Thoughts on movies, pop culture, Asian American identity, Taiwan, English teaching, and, occasionally life.
It's an interesting article. I sort of wanted more from it, though I understand that it's an article, not an essay, and that there are space constraints and all that. I often wonder if I would Anglicize my name if it were harder to pronounce... I doubt it, but I don't know. I knew a lot of people in high school whose real names I *never* knew... people who never even mentioned that they had other names. After our screening of "The Color of Fear" (I'll have to tell you about that sometime), Le Mun Wah had us all tell our partners our real names... it was an excercise I sort of wish I'd been able to do earlier in life, since I already knew the real names of all of the people in Ops (except for Justine, who does not like her real name nor wish to be called by it).... Andy, Althea, Curtis... names one didn't have to think much about. The only one that might give a person pause was Anchulee Julie Raongthum... but Julie really is her middle name, and her parents chose it because they liked it, not because it sounds like Anchulee to people with no idea how to pronounce Thai names (and only her family calls her Julie anyway - she goes by Anchulee to everyone else).Hrm... do you have a Japanese name? I was always under the impression that you didn't (or that if you did it wasn't so much that you anglicized your name as that you shortened it), but I also realize that I don't know for sure.-Jam
forgive the simple knee-jerk response, since i'm sick and things seem to be tragic in my brain today...this article strikes me as rather angsty and narrowminded for someone who presents himself as coming from such a strong community. since when was being asian-american so far from being american? why is his expression of vietnamese-roots-ness via name so important? why so intolerant of ignorant others? and, most importantly, why haven't i made your links list yet???
Email me! I have no other friends here :)
But seriously... In a sensible world, this is the kind of topic that would be completely meaningless, above the practicalities of a person choosing their own name and a few people having problems pronouncing it. Sad that it isn't.
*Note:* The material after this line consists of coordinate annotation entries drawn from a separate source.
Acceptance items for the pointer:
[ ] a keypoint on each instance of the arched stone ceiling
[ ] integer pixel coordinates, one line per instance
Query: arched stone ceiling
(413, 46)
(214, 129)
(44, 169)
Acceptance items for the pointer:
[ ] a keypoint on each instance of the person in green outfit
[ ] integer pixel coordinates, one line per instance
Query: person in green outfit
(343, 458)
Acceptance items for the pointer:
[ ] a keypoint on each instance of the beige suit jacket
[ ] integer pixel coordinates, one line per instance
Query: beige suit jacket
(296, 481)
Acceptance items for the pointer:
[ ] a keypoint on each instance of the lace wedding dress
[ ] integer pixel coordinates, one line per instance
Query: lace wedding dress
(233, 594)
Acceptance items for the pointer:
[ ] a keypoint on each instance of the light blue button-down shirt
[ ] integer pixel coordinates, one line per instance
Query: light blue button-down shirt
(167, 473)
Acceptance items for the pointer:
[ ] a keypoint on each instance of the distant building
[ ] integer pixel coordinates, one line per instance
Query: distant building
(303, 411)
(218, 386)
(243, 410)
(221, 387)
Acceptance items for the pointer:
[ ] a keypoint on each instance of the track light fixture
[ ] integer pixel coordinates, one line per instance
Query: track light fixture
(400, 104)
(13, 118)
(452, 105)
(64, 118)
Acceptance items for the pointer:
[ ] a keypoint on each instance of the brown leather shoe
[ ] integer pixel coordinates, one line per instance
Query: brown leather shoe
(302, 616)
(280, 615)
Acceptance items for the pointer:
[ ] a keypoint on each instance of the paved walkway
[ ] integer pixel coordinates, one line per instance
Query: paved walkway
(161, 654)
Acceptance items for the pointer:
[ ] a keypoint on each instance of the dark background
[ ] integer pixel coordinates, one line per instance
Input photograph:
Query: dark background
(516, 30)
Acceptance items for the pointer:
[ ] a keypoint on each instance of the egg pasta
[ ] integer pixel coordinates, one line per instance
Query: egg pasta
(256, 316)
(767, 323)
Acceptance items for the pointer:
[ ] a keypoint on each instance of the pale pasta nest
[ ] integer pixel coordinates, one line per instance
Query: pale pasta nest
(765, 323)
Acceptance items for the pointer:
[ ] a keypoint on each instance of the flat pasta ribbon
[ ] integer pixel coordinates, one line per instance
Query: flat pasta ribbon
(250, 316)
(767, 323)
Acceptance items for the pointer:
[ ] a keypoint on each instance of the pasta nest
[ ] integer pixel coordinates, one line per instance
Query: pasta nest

In answer to Jamaica's question, I do have a Japanese name, but it's my middle name. However, in my grandparents' generation you often find out that people you've called by a name all their life actually named themselves that. For example my grandfather goes by George but apparently his real name is Joji, and my grandmother goes by Amy, but her real name is Yemi. It is interesting that people often have another side to them. I often wonder here, with white guys who date Taiwanese women and don't speak Chinese what it's like to date someone who's "real" name, aka Chinese name you probably don't even know. In response to Katie's comment, you probably haven't read the article very carefully since the writer is a woman. Not a man. Also growing up in an area with lots of Asians, particularly in our generation, there's lots of things like that happen. For a while in high school, I went by my Japanese name, and eventually changed back, because I found people start to assume very different things about you. It's a pain to have to spell your name, more people assume that you are foreign born. Everyone mispronounces your name. They sound like very small things but after a while, like most things they start to wear on you. I know people on both sides of the line, people who have kept their Asian names as first names and then those kids named John Lee and Jenny Kim, and most people on the West Coast know one or 13. Unfortunately, like the writer points out, the Anglicization of other names tends not to be particularly accurate and can lead to people having names like Dong or worse. It also creates more ways to mispronounce names. We'll probably have to agree to disagree. You don't have to like it if I do, but keep in mind that having the name that you do, you probably have not had the same experiences as she has. After going by my Japanese name, my perspective about names changed a lot simply because of the experiences that I had. Clearly the pressure is there because people even in Taiwan feel compelled to have an English name. You don't have to like it but it does happen.
Yikes. I knew I was about to get schooled once I said that things were pretty tragic in my brain. I think we will have to agree to disagree. Le sigh.
Katie, you know me better than to make remarks about race, and not get a lengthy response from me. In response to your more important question, I haven't added you because I'm lazy and changing the template is a pain, I'll do it soon though.